The temporary postponement of the Ukrainian aid was practically irrelevant considering that US assistance efforts have long fueled the poxes they promised to eradicate – especially kleptocracy, or government by thieves. A 2002 American Economic Review analysis concluded that “increases in [foreign] aid are associated with contemporaneous increases in corruption” and that “corruption is positively correlated with aid received from the United States.”
Then-President George W. Bush promised to reform foreign aid that year, declaring, “I think it makes no sense to give aid money to countries that are corrupt.” Regardless, the Bush administration continued delivering billions of dollars in handouts to many of the world’s most corrupt regimes.
Then-President Barack Obama, recognizing the failure of past US aid efforts, proclaimed at the United Nations in 2010 that the US government is “leading a global effort to combat corruption.” The following year, congressional Republicans sought to restrict foreign aid to fraud-ridden foreign regimes.
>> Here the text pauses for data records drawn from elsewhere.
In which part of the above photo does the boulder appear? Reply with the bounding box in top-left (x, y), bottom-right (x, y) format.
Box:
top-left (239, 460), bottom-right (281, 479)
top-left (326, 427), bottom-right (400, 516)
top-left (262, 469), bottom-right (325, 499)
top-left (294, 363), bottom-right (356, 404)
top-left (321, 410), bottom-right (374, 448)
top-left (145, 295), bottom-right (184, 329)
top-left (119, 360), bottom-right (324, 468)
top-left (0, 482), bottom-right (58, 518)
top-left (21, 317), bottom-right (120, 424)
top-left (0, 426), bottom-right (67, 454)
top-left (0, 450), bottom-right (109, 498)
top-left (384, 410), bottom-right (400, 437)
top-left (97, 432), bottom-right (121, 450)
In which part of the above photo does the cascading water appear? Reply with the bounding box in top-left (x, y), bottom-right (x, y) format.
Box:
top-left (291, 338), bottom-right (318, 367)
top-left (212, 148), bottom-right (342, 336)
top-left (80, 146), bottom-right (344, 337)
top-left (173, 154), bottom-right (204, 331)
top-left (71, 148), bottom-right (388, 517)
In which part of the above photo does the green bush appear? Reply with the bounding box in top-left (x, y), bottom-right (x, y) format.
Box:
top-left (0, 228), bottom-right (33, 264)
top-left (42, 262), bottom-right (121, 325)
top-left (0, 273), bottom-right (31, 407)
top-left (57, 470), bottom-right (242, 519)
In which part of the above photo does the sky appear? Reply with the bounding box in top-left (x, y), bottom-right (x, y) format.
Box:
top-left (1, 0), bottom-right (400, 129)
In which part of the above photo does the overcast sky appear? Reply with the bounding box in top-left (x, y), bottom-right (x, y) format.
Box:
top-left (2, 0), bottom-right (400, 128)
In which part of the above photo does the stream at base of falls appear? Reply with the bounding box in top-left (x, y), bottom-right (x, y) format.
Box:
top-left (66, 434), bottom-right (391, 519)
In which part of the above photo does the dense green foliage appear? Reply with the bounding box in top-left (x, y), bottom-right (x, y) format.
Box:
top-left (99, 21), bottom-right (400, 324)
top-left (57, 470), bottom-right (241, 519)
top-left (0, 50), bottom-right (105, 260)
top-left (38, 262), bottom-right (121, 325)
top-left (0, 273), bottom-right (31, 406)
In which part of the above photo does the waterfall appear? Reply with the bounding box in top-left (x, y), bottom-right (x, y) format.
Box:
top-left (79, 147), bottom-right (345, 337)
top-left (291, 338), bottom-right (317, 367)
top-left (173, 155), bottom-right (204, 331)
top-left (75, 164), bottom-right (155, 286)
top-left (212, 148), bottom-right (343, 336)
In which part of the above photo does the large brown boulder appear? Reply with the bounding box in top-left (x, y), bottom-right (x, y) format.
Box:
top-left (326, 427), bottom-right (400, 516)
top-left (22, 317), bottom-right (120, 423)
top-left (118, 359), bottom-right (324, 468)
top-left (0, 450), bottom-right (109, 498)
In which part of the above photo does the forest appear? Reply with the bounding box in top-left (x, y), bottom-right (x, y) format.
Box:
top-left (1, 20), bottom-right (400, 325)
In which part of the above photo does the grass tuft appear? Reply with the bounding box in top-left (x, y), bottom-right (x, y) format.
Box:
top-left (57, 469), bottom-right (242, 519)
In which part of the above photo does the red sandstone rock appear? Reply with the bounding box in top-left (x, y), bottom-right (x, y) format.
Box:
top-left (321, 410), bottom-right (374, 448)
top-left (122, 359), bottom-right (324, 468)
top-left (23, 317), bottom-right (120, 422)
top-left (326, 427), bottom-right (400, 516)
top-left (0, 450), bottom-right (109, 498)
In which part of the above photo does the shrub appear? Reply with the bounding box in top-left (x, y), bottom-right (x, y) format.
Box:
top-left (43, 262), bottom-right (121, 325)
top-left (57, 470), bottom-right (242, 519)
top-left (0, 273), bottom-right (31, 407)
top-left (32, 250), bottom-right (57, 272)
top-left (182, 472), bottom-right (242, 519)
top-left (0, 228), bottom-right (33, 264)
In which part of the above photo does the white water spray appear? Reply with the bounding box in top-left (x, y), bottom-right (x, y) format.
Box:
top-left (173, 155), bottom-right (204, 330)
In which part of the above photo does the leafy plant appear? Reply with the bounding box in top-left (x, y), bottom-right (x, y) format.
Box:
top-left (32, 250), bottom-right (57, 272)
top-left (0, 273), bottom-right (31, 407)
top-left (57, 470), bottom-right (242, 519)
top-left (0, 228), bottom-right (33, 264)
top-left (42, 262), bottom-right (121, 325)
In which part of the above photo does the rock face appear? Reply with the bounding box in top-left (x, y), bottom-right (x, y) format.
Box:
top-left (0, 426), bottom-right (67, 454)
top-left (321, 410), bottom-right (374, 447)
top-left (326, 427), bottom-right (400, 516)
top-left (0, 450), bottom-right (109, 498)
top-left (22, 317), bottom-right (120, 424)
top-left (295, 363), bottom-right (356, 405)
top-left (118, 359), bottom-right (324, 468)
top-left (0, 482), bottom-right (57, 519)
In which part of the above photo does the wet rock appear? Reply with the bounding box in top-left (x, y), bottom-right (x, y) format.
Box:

Then-Secretary of State Hillary Clinton wailed that restricting handouts to nations that fail anti-corruption tests “has the potential to affect a staggering number of needy aid recipients.”
The Obama administration continued pouring tens of billions of US tax dollars into sinkholes such as Afghanistan, which even its president, Ashraf Ghani, admitted in 2016 was “one of the most corrupt countries on earth.” John Sopko, the Special Inspector General for Afghan Reconstruction (SIGAR), declared that “US policies and practices unintentionally aided and abetted corruption” in Afghanistan.
Since the end of the Soviet Union, the US has provided more than $6 billion in aid to Ukraine. At the House impeachment hearings, a key anti-Trump witness was acting US ambassador to the Ukraine, William B. Taylor Jr. The Washington Post hailed Taylor as someone who “spent much of the 1990s telling Ukrainian politicians that nothing was more critical to their long-term prosperity than rooting out corruption and bolstering the rule of law, in his role as the head of US development assistance for post-Soviet countries.” A New York Times editorial lauded Taylor and State Department deputy assistant secretary George Kent as witnesses who “came across not as angry Democrats or Deep State conspirators, but as men who have devoted their lives to serving their country.”
After their testimony spurred criticism, a Washington Post headline captured the capital city’s reaction: “The diplomatic corps has been wounded. The State Department needs to heal.” But not nearly as much as the foreigners supposedly rescued by US bureaucrats.
The Wall Street Journal reported on Oct. 31 that the International Monetary Fund, which has provided more than $20 billion in loans to Ukraine, “remains skeptical after a history of broken promises [from the Ukraine govt]. Kiev hasn’t successfully completed any of a series of IMF bailout packages over the past two decades, with systemic corruption at the heart of much of that failure.”
The IMF concluded that Ukraine continued to be vexed by “shortcomings in the legal framework, pervasive corruption, and large parts of the economy dominated by inefficient state-owned enterprises or by oligarchs.” That last item is damning for the US benevolent pretensions. If a former Soviet republic cannot even terminate its government-owned boondoggles, then why in hell was the US government bankrolling them?